Here we are again: Dow 10000, or very close to it.
After another triple-digit slide Friday afternoon, the Dow Jones Industrial Average fell back below a benchmark that holds some psychological significance for individual investors keeping an eye on the headlines. But market watchers say that given current volatility, traders should get used to seeing this particular round number – from both sides.
Since the beginning of May, the Dow has made a three-digit move in either direction on 17 out of 24 trading days. The steepest loss over that period came on May 6, the day of the four-digit “flash crash.” The biggest gain came just two trading days later, on May 10.

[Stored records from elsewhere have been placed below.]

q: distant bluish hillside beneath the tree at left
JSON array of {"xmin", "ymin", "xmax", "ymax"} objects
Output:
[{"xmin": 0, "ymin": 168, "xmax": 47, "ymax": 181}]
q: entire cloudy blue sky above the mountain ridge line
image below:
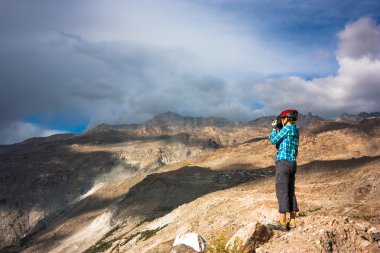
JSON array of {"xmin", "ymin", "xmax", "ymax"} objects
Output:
[{"xmin": 0, "ymin": 0, "xmax": 380, "ymax": 144}]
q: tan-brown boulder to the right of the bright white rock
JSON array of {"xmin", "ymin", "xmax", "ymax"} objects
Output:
[{"xmin": 226, "ymin": 222, "xmax": 273, "ymax": 252}]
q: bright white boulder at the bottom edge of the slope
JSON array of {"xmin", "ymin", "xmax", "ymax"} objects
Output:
[{"xmin": 172, "ymin": 232, "xmax": 207, "ymax": 253}]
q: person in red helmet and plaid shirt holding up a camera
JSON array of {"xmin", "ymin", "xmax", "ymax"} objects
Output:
[{"xmin": 269, "ymin": 110, "xmax": 299, "ymax": 231}]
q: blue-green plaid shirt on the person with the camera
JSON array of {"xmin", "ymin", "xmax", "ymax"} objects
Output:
[{"xmin": 269, "ymin": 124, "xmax": 299, "ymax": 162}]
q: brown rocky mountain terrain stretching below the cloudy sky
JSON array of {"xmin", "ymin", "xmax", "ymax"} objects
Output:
[{"xmin": 0, "ymin": 113, "xmax": 380, "ymax": 252}]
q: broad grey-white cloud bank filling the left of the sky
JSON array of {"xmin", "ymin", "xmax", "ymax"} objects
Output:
[{"xmin": 0, "ymin": 0, "xmax": 314, "ymax": 131}]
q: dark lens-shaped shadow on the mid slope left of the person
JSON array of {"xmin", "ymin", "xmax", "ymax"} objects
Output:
[{"xmin": 117, "ymin": 166, "xmax": 252, "ymax": 220}]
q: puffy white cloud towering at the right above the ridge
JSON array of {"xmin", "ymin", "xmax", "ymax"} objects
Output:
[{"xmin": 256, "ymin": 17, "xmax": 380, "ymax": 117}]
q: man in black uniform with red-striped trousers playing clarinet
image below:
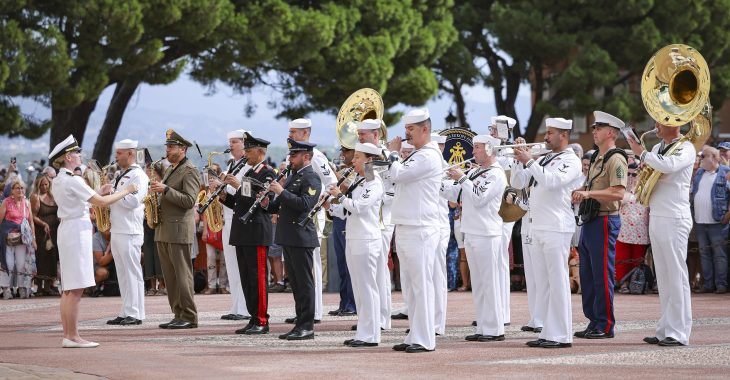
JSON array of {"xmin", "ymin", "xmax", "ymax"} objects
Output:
[{"xmin": 221, "ymin": 132, "xmax": 276, "ymax": 335}]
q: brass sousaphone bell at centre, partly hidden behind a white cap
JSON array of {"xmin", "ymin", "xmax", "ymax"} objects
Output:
[{"xmin": 335, "ymin": 88, "xmax": 388, "ymax": 149}]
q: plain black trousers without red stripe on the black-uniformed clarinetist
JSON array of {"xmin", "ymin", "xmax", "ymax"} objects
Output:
[{"xmin": 282, "ymin": 245, "xmax": 314, "ymax": 330}]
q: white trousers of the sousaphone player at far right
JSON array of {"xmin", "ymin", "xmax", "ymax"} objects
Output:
[{"xmin": 649, "ymin": 215, "xmax": 692, "ymax": 345}]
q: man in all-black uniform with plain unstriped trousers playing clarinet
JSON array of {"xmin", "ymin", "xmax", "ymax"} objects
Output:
[{"xmin": 270, "ymin": 139, "xmax": 322, "ymax": 340}]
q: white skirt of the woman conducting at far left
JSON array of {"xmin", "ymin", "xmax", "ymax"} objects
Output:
[{"xmin": 58, "ymin": 218, "xmax": 96, "ymax": 291}]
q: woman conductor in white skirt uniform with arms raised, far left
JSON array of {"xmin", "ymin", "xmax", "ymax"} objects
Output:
[{"xmin": 48, "ymin": 135, "xmax": 137, "ymax": 348}]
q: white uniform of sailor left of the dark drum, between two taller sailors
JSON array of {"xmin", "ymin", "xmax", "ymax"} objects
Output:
[{"xmin": 443, "ymin": 161, "xmax": 507, "ymax": 336}]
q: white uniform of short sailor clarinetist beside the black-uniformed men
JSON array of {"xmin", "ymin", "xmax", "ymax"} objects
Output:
[{"xmin": 330, "ymin": 176, "xmax": 383, "ymax": 343}]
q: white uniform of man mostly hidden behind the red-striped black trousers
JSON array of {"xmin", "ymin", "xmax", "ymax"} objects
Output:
[{"xmin": 222, "ymin": 157, "xmax": 251, "ymax": 317}]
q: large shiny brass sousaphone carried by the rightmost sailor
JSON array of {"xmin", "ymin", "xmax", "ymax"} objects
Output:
[{"xmin": 635, "ymin": 44, "xmax": 712, "ymax": 206}]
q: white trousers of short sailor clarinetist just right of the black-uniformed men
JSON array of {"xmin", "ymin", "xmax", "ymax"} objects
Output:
[{"xmin": 345, "ymin": 239, "xmax": 381, "ymax": 343}]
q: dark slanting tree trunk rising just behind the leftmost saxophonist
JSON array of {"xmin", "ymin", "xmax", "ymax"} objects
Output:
[{"xmin": 92, "ymin": 79, "xmax": 140, "ymax": 165}]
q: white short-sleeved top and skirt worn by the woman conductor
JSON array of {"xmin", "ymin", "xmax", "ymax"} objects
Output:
[{"xmin": 51, "ymin": 168, "xmax": 96, "ymax": 291}]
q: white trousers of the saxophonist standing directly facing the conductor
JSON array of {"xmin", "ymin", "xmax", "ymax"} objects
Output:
[{"xmin": 111, "ymin": 233, "xmax": 145, "ymax": 320}]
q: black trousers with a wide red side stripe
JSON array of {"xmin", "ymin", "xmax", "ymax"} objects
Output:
[{"xmin": 236, "ymin": 245, "xmax": 269, "ymax": 326}]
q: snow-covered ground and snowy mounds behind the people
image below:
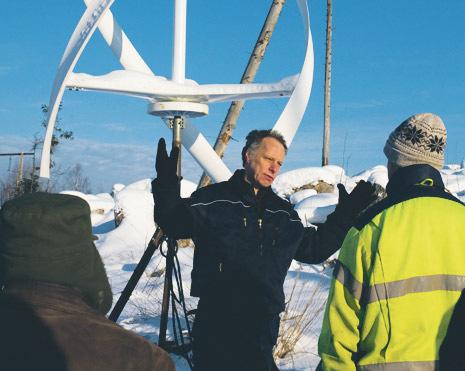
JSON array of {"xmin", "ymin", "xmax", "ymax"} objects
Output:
[{"xmin": 65, "ymin": 160, "xmax": 465, "ymax": 370}]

Even Friday’s drop essentially just erases Wednesday’s 2.2% climb, says Jamie Cox, a managing partner at Harris Financial Group. “This is really just a reset more than anything else,” Cox says.
Cox and other investment professionals say the current volatility is a sign that stocks are trading on news, not fundamentals. Many individual investors are holding cash or fixed-income investments now, staying on the sidelines of the stomach-churning stock market and leaving the Dow’s direction to hedge funds and other “fast money,” Cox says.
That short-term focus could also help explain why the Dow seems to have developed a tendency to drop at the end of the week, says Frank Ingarra, a portfolio manager at Hennessy Funds. Since the beginning of May, the Dow has ended in the red on four out of five Fridays. With markets reacting sharply to every headline, short-term traders may want to “close their books for the weekend” in case more bad news breaks, Ingarra says.
All this volatility “wears on the long-term investor, they start getting seasick, and they just exit the markets,” Ingarra says. That’s understandable, but it’s a mistake – investors should still be long on quality U.S. equities, he says. In fact, these quick drops can create some buying opportunities for investors with a long-term focus, Ingarra says.
Here’s what four market watchers have to say about how to interpret the Dow’s latest drop:
Tom Samuels, portfolio manager for the Palantir Fund:
“Whether it’s coincidence or not, there’s a lot of buying and selling going on right around this level” of Dow 10000, Samuels says. “I wouldn’t be at all surprised to see this volatility continue.” The market is losing faith in the economic recovery, and rightfully so, he says. Friday’s disappointing report on the employment situation is another sign that the building blocks of a sustainable recovery just aren’t there yet, he says. “If I were betting, I’d say 9000 Dow is much more likely before we get to 11000 Dow from here,” Samuels says.
In the first quarter’s rally, unprofitable small-cap stocks outperformed quality investments – but as the rally loses steam, that trend should reverse, he says. Samuels recommends investors focus now on solid companies with positive free cash flow, low debt and balance sheets that can fuel further growth. He says he’s bearish now on the travel sector in particular, which is likely to suffer from another slip in demand this year.
Jamie Cox, managing partner of Harris Financial Group:
Friday’s drop was driven by the euro’s sharp slide below $1.20, a key technical level and a low the currency hasn’t seen since 2006, Cox says. Currency fluctuations tend to hit stocks hard as traders are forced to unwind their carry trades, he says. The current volatility is likely to continue, with the Dow bouncing between about 9800 and 10,800 through the summer, but later in the year, markets should turn positive again because corporate earnings are rising and price-to-earnings ratios will eventually rise to reflect that, he says.
Friday’s jobs report may have missed expectations, but it still contained good economic news, as manufacturing employment improved, and a pickup in durable goods production should have wider impacts along the supply chain, Cox says. Individual investors should disregard volatility, he says. In the next 12 to 18 months, inflation is likely to pick up, making it all the more important for investors to be able to capture some real growth, he says.
Frank Ingarra, portfolio manager at Hennessy Funds:
“It’s all headlines” moving the market now, Ingarra says. Even though Friday’s unemployment report disappointed, traders are seeing more overtime hours and more hours worked overall, which typically happens before hiring picks up, he says. In general, leading economic indicators are positive now, he says.
Ingarra says he expects market gauges to be higher at the end of the year than they are now, but he’s keeping an eye on overhanging political and economic risks that could change that outlook, including the situation in Europe and any potential changes in offshore drilling policy that might impact oil and gas prices.
Ethan Anderson, senior portfolio manager at Rehmann Financial:
Dow 10000 does have some psychological significance, but it may be losing its impact now that the market has been hovering around this number for so long, Anderson says. Friday’s slide was sparked by the disappointing jobs report and more bad news out of Europe, he says.
“The tide might be going out right now, but at some point it will be coming back in,” Anderson says. Companies are enjoying record year-over-year profit growth, and traders are seeing broad economic growth, but it may take a while for employers to really feel comfortable hiring after the shock of 2008. After 2009’s spectacular gains, “you’ve got to give people a chance to take some profits,” but markets are still likely to see modest single-digit percentage gains for the year, he says. For an investor with 10 or more years to go before retirement, dips like this are excellent buying opportunities, he says.